For ethanol to play a greater role in the future, the U.S. is supporting R&D to develop energy crops suitable for ethanol production, to develop advanced, cost-competitive ethanol production technology, and to collaborate with industry to demonstrate commercial-scale production technology. U.S. tax rates for highway fuels significantly favor ethanol. For example, gasoline with 10 percent ethanol is subject to approximately a 30% lower tax than straight gasoline.

This reflects a subsidy of about $0.14 per liter of ethanol.

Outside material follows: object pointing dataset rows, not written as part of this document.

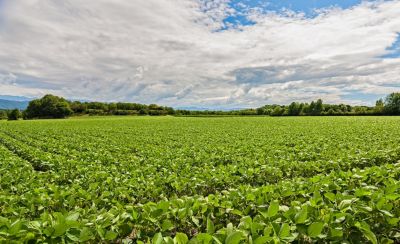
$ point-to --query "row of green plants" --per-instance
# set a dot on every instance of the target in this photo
(200, 180)
(51, 106)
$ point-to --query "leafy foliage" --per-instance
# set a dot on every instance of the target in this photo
(201, 180)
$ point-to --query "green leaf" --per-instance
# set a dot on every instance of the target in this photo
(72, 217)
(315, 229)
(210, 226)
(301, 216)
(262, 240)
(85, 234)
(111, 235)
(167, 225)
(59, 229)
(181, 238)
(285, 231)
(157, 239)
(234, 238)
(330, 196)
(204, 238)
(335, 233)
(273, 209)
(365, 229)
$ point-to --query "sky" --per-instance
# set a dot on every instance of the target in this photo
(201, 53)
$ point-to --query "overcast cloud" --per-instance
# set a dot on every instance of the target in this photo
(185, 53)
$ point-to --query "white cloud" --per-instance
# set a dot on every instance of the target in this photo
(171, 52)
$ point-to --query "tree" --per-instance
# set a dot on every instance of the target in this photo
(48, 106)
(379, 106)
(278, 111)
(15, 114)
(392, 104)
(3, 114)
(294, 109)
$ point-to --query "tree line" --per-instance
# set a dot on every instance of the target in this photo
(51, 106)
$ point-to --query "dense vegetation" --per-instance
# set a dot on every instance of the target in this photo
(57, 107)
(207, 180)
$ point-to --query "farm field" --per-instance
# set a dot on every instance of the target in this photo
(200, 180)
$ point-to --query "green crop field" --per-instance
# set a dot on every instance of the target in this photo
(200, 180)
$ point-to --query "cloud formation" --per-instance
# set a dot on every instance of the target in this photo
(184, 53)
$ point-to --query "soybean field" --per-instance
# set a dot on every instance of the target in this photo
(200, 180)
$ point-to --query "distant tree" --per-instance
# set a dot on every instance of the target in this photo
(260, 111)
(3, 115)
(278, 111)
(318, 107)
(294, 109)
(392, 104)
(14, 114)
(49, 106)
(379, 107)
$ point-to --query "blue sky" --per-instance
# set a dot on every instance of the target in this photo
(201, 53)
(308, 7)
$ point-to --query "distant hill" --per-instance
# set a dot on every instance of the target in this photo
(12, 102)
(8, 104)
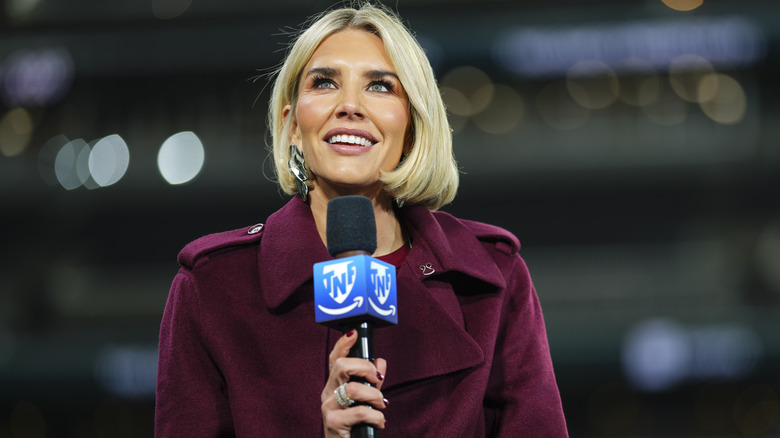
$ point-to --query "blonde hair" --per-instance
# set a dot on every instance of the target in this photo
(428, 175)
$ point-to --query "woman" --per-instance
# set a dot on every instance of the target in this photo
(355, 110)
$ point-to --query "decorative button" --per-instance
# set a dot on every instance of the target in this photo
(427, 269)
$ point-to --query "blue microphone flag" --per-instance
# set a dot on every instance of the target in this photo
(357, 288)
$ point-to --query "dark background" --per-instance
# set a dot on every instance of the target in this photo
(652, 231)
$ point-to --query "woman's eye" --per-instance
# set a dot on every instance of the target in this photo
(323, 83)
(380, 87)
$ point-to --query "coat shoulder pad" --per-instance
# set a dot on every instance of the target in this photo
(198, 250)
(504, 241)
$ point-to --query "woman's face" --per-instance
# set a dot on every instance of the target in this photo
(352, 115)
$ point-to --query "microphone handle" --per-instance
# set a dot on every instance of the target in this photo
(364, 349)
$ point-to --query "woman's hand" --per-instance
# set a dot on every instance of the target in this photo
(338, 420)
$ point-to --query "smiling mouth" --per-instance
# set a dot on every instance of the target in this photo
(350, 139)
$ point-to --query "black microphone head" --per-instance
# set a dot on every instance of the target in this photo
(351, 225)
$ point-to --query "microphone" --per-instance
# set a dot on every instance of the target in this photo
(354, 291)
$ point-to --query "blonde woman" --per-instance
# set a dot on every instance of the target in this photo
(355, 110)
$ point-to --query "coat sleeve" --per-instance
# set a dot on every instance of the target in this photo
(192, 398)
(522, 397)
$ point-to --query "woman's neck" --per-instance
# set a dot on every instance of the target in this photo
(390, 235)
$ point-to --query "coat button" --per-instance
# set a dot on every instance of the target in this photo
(255, 229)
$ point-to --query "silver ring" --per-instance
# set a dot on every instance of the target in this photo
(342, 397)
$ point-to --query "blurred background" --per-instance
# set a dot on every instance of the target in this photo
(632, 146)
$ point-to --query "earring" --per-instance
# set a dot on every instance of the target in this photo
(298, 168)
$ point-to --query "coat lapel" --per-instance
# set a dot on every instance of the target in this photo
(431, 338)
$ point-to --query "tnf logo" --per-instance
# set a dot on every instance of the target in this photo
(381, 279)
(339, 278)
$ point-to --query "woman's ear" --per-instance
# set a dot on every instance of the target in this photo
(289, 117)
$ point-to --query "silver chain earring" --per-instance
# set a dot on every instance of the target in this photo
(298, 168)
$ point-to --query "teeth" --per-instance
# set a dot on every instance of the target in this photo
(351, 139)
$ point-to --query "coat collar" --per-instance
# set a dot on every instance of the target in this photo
(441, 244)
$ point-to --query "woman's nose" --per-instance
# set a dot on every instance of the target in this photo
(350, 105)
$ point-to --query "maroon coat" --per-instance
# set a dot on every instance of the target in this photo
(240, 353)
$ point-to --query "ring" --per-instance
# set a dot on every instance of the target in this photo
(342, 397)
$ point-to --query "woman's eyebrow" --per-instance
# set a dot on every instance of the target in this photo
(380, 74)
(324, 71)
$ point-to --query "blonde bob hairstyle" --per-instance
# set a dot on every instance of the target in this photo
(428, 175)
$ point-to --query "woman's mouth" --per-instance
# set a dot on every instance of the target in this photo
(350, 140)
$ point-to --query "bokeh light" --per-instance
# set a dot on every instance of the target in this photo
(683, 5)
(685, 72)
(108, 160)
(71, 166)
(16, 128)
(723, 100)
(181, 158)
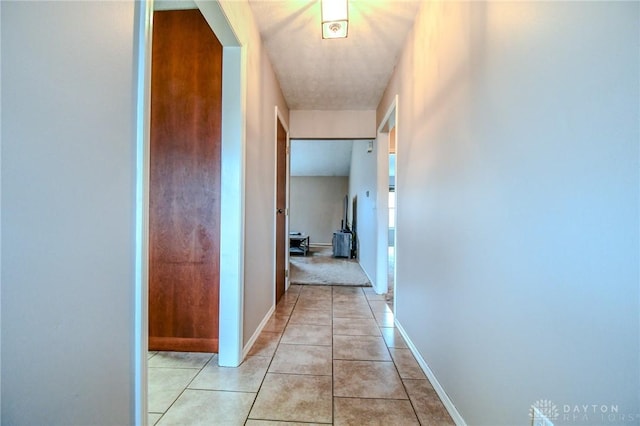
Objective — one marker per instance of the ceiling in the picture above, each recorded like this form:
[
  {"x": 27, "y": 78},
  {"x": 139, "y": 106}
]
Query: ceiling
[
  {"x": 338, "y": 74},
  {"x": 321, "y": 157}
]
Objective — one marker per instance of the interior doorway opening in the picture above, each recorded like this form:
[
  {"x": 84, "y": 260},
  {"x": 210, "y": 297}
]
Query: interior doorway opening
[{"x": 387, "y": 206}]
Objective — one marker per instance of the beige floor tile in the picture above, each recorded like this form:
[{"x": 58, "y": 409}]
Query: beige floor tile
[
  {"x": 180, "y": 359},
  {"x": 251, "y": 422},
  {"x": 245, "y": 378},
  {"x": 302, "y": 359},
  {"x": 357, "y": 412},
  {"x": 165, "y": 385},
  {"x": 374, "y": 296},
  {"x": 296, "y": 398},
  {"x": 347, "y": 310},
  {"x": 315, "y": 290},
  {"x": 276, "y": 324},
  {"x": 197, "y": 407},
  {"x": 289, "y": 297},
  {"x": 407, "y": 366},
  {"x": 294, "y": 288},
  {"x": 310, "y": 316},
  {"x": 355, "y": 327},
  {"x": 284, "y": 309},
  {"x": 323, "y": 303},
  {"x": 379, "y": 307},
  {"x": 348, "y": 298},
  {"x": 153, "y": 418},
  {"x": 427, "y": 404},
  {"x": 393, "y": 337},
  {"x": 303, "y": 334},
  {"x": 366, "y": 348},
  {"x": 347, "y": 291},
  {"x": 367, "y": 379},
  {"x": 265, "y": 345}
]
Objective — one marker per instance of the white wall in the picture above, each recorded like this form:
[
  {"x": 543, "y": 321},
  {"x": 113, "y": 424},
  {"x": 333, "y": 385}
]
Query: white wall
[
  {"x": 517, "y": 269},
  {"x": 362, "y": 184},
  {"x": 348, "y": 124},
  {"x": 262, "y": 95},
  {"x": 317, "y": 206},
  {"x": 68, "y": 173}
]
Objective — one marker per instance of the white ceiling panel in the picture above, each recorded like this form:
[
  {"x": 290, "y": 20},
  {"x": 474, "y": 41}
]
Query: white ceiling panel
[{"x": 338, "y": 74}]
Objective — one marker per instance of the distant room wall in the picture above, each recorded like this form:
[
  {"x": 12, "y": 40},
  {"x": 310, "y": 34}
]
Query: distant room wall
[{"x": 316, "y": 205}]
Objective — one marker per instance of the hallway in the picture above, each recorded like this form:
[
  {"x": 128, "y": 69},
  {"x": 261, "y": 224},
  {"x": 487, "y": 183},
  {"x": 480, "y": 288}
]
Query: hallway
[{"x": 328, "y": 355}]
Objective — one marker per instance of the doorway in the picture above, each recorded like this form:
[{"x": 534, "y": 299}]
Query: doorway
[
  {"x": 387, "y": 201},
  {"x": 282, "y": 208},
  {"x": 231, "y": 195}
]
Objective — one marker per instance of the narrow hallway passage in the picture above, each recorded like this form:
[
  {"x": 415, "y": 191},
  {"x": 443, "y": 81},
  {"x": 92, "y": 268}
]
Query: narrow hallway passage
[{"x": 328, "y": 355}]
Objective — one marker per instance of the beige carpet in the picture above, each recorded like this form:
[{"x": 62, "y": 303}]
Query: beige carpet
[{"x": 319, "y": 267}]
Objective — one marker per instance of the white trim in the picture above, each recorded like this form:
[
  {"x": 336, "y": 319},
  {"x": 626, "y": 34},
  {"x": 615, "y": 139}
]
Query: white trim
[
  {"x": 279, "y": 118},
  {"x": 142, "y": 34},
  {"x": 232, "y": 215},
  {"x": 382, "y": 194},
  {"x": 255, "y": 335},
  {"x": 446, "y": 401}
]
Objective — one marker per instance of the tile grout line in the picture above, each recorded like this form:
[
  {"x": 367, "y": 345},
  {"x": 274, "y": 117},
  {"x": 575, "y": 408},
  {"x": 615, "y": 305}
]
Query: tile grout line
[
  {"x": 185, "y": 388},
  {"x": 272, "y": 356}
]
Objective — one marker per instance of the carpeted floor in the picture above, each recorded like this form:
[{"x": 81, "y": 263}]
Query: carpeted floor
[{"x": 319, "y": 267}]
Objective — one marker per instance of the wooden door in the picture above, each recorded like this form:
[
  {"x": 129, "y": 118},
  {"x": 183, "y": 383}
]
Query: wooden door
[
  {"x": 184, "y": 193},
  {"x": 281, "y": 208}
]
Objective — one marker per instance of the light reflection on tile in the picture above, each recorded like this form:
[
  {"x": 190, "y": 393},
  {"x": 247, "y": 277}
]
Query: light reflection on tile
[{"x": 327, "y": 355}]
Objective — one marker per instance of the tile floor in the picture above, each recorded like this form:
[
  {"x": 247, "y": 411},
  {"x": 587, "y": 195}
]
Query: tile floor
[{"x": 328, "y": 355}]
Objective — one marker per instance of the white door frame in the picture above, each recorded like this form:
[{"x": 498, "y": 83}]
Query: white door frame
[
  {"x": 382, "y": 259},
  {"x": 280, "y": 118},
  {"x": 232, "y": 193}
]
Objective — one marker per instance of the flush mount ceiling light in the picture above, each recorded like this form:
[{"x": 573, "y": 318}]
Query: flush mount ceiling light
[{"x": 335, "y": 18}]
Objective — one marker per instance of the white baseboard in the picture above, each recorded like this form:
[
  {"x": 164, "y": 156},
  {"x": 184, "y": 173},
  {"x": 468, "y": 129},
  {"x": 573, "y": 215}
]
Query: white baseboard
[
  {"x": 255, "y": 335},
  {"x": 453, "y": 412}
]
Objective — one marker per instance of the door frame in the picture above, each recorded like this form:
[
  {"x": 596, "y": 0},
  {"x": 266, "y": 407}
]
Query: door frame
[
  {"x": 278, "y": 117},
  {"x": 390, "y": 120},
  {"x": 231, "y": 309}
]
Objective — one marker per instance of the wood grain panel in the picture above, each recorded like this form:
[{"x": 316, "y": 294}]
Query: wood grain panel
[
  {"x": 281, "y": 205},
  {"x": 184, "y": 213}
]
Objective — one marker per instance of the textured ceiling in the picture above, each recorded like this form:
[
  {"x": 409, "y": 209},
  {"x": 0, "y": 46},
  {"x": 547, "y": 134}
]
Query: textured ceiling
[
  {"x": 321, "y": 157},
  {"x": 339, "y": 74}
]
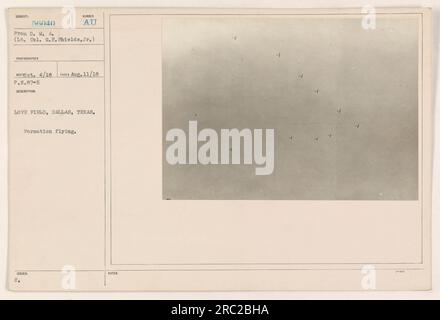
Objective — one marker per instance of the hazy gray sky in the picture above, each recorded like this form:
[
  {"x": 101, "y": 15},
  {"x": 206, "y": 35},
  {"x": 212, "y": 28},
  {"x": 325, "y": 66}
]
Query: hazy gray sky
[{"x": 244, "y": 72}]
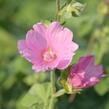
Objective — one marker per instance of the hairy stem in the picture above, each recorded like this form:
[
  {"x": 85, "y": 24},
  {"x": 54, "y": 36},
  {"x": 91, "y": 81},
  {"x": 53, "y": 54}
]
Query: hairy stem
[
  {"x": 58, "y": 5},
  {"x": 53, "y": 89}
]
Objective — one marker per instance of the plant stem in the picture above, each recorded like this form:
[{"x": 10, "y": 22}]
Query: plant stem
[
  {"x": 53, "y": 89},
  {"x": 59, "y": 93},
  {"x": 58, "y": 5}
]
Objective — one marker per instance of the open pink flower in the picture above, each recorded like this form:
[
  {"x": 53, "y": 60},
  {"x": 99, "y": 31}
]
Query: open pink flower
[
  {"x": 48, "y": 47},
  {"x": 85, "y": 74}
]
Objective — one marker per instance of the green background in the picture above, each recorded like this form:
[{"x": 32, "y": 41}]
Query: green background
[{"x": 91, "y": 32}]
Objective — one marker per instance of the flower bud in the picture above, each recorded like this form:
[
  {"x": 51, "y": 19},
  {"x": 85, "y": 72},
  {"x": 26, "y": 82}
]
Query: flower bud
[{"x": 82, "y": 75}]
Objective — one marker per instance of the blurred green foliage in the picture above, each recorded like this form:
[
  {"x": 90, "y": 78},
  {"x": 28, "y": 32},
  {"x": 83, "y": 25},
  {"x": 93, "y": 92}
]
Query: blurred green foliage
[{"x": 91, "y": 32}]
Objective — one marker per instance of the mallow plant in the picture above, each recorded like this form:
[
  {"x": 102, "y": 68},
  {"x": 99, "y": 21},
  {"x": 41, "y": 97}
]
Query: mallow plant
[{"x": 50, "y": 46}]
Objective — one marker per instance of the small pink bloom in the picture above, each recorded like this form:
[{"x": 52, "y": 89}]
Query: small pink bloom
[
  {"x": 85, "y": 74},
  {"x": 48, "y": 47}
]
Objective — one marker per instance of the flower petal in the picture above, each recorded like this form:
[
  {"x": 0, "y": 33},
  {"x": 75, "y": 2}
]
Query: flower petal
[
  {"x": 35, "y": 40},
  {"x": 26, "y": 52}
]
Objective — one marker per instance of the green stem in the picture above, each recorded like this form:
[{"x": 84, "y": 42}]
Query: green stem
[
  {"x": 59, "y": 93},
  {"x": 53, "y": 89},
  {"x": 58, "y": 4}
]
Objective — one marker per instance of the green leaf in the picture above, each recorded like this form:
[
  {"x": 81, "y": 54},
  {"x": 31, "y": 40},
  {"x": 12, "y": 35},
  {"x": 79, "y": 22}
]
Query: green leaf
[
  {"x": 102, "y": 87},
  {"x": 37, "y": 96}
]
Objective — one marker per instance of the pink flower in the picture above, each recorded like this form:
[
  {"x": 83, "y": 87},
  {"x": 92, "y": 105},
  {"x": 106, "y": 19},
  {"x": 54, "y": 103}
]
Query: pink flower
[
  {"x": 48, "y": 47},
  {"x": 85, "y": 74}
]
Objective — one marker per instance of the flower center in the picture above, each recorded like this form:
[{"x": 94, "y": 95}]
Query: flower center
[{"x": 49, "y": 55}]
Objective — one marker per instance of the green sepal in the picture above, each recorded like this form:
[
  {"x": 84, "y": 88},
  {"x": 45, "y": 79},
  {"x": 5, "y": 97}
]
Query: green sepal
[{"x": 64, "y": 83}]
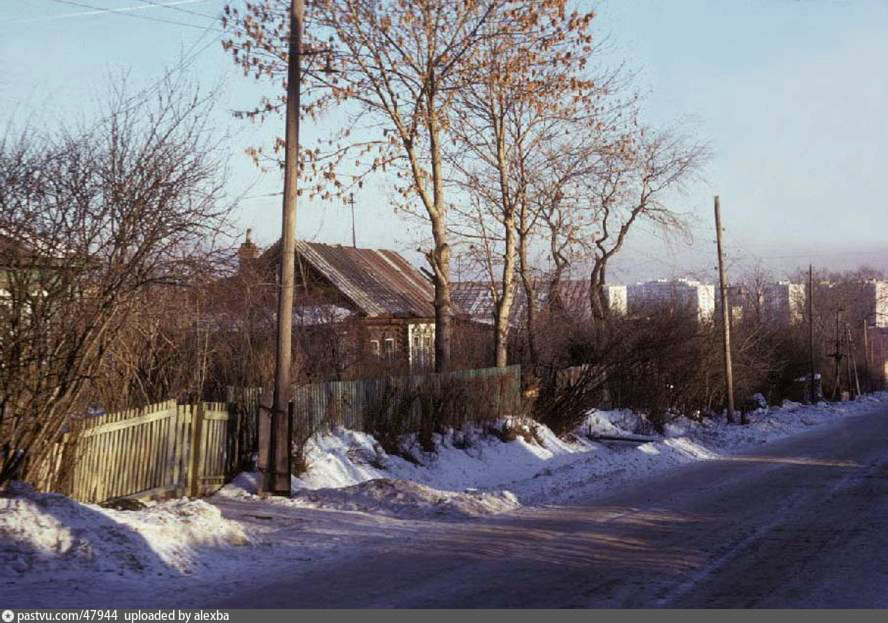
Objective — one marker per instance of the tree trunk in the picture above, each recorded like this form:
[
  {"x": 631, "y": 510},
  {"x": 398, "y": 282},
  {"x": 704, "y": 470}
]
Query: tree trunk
[
  {"x": 507, "y": 285},
  {"x": 507, "y": 296},
  {"x": 529, "y": 291},
  {"x": 597, "y": 296},
  {"x": 443, "y": 307}
]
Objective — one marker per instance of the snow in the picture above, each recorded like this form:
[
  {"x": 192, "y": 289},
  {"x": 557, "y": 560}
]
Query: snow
[
  {"x": 50, "y": 532},
  {"x": 354, "y": 492}
]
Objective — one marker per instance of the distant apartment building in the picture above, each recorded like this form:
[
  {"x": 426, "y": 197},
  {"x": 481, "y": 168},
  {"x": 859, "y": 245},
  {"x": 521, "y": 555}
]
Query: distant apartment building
[
  {"x": 782, "y": 302},
  {"x": 474, "y": 300},
  {"x": 696, "y": 297},
  {"x": 617, "y": 298},
  {"x": 876, "y": 293}
]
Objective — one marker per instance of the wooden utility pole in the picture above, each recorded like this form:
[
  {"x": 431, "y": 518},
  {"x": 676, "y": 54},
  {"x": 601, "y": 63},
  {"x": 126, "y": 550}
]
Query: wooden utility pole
[
  {"x": 852, "y": 362},
  {"x": 837, "y": 356},
  {"x": 726, "y": 319},
  {"x": 278, "y": 469},
  {"x": 813, "y": 389},
  {"x": 868, "y": 376},
  {"x": 351, "y": 200}
]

Transportation Demand and Operations

A number of U.S. policies are relevant to transportation demand and operations. States must demonstrate that their transportation plans are compatible with federal air quality requirements, or face possible restrictions on their use of federal highway funds. Revenues collected through federal taxes on highway fuels are used for a highway trust fund, but also for a transit trust fund. Currently, roughly a fifth of the money raised through national taxes on highway fuels is set aside for transit programs. Also, taxes on highway fuels provide about $1.4 billion annually through the Congestion Mitigation and Air Quality Improvement Program (CMAQ) to fund special projects and programs which reduce transportation-related emissions. Transit and vanpool benefits may now be offered in lieu of compensation payable to an employee, giving transit and vanpool benefits the same tax treatment as parking benefits. In 2002, the limit on nontaxable transit and vanpool benefits will increased from $65 to $100 per month, and will be indexed for inflation in the future. With respect to GHG implications, quantification, timing, and effectiveness remain major issues for such policies. For example, in some U.S. cities, recent data suggest that, on a passenger-kilometer basis, cars are actually now more efficient than bus and, in fewer instances, rail transit systems.

Conclusion

Transportation-related policies and measures universally accepted as "best practices" are likely to remain elusive. An analytical perspective suggests the ideal of a benefit/cost analysis in which all impacts are monetized and discounted, supplemented by an analysis of macroeconomic effects. However, analytical resource limitations, quantification difficulties, and wide-ranging views regarding the monitizing and discounting of some impacts can raise barriers to realization of this ideal for transportation-related policies. Within the context of GHG management, it is therefore more realistic to identify "relevant" transportation policies. In the U.S., there are numerous such policies that influence vehicle, fuel, and/or transportation demand characteristics. More generally, individual Parties may wish to consider the extent to which it is important or appropriate to manage transportation sector emissions separately from emissions from other sectors, and the extent to which it is important or appropriate for governments to be involved in selecting the ultimate means of limiting or offsetting transportation sector emissions.